Cómo hidratarse en verano (además de beber agua)

Cómo hidratarte en verano (además de beber agua)
Cómo hidratarte en verano (además de beber agua)

Si la recomendación general es que bebamos aproximadamente dos litros de agua cada día, tampoco podemos perder de vista que las circunstancias harán que ese consejo deba seguirse más o menos al pie de la letra. Por ejemplo, durante el verano es importantísimo consumir todos los líquidos que sea posible, incluso superando esas cantidades. Entonces, cómo hidratarse en verano (más allá de beber agua).

En este sentido no podemos olvidar que, además de recurrir al agua, habrá que fijarse en otras opciones disponibles, como las frutas y los vegetales, algunos de los cuales repasaremos próximamente, para que conozcas otras formas de hidratarte además de, claro, beber agua de forma constante.

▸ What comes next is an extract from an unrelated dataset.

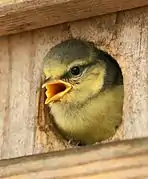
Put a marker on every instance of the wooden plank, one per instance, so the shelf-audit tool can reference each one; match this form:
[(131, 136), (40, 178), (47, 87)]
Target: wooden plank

Maneras de hidratarse en verano

Sólo asegurándote la ingesta de unos cuantos centilitros de agua cada jornada tu metabolismo responderá a las funciones indispensables para la vida, así que analiza estas alternativas.

Frutas y vegetales

Como primera solución a la falta de agua, o al cansancio de esta bebida, aparecen las frutas y los vegetales. Los hay absolutamente variados, pero algunos de ellos tienen un contenido de agua más elevado. Tenemos que quedarnos en especial con éstos, porque serán los que más aporten por gramos, como la sandía, el melón, el pepino, el tomate, etc.

El café, helado

Si en invierno un café puede resultar una infusión reconfortante para seguir el día, en época estival podrías sustituirlo por café helado, para que aporte un buen porcentaje de agua. Después de todo, reemplazando con un café frío otras bebidas, incorporas un 98% de agua por taza preparada.

El té, helado

Al igual que el café, puedes saborizar el agua elaborando algún té, casero mejor, y congelándolo para beberlo frío, o directamente helado, sumando más y más líquidos a tu dieta, pero con sabor. Sugerimos más que nada los tés de hierbas y de frutas porque no contienen nada de cafeína.

Por la noche, una sopa fría

A la hora de concluir la rutina, para irte a la cama puedes optar por una sopa fría, como el gazpacho, dejando de lado otras comidas más calóricas que no hacen aportes significativos de agua, para así quemar dos pájaros de un tiro, como se dice, y añadir agua a tu régimen sin demasiado esfuerzo.

Aguas de frutas, en vez de zumos ultraprocesados

Los zumos ultraprocesados tienen agua, es cierto, pero también azúcares y otros añadidos  malos para tu salud. Conviene que los dejes de lado, y te quedes con el agua de coco y otras con menos calorías, salvándote así de sufrir de obesidad a largo plazo.

Si sigues estas pautas, probablemente disfrutarás de los beneficios de una hidratación perfecta, casi sin darte cuenta del trabajo que estás realizando silenciosamente para mantener tu organismo sano y en buen estado.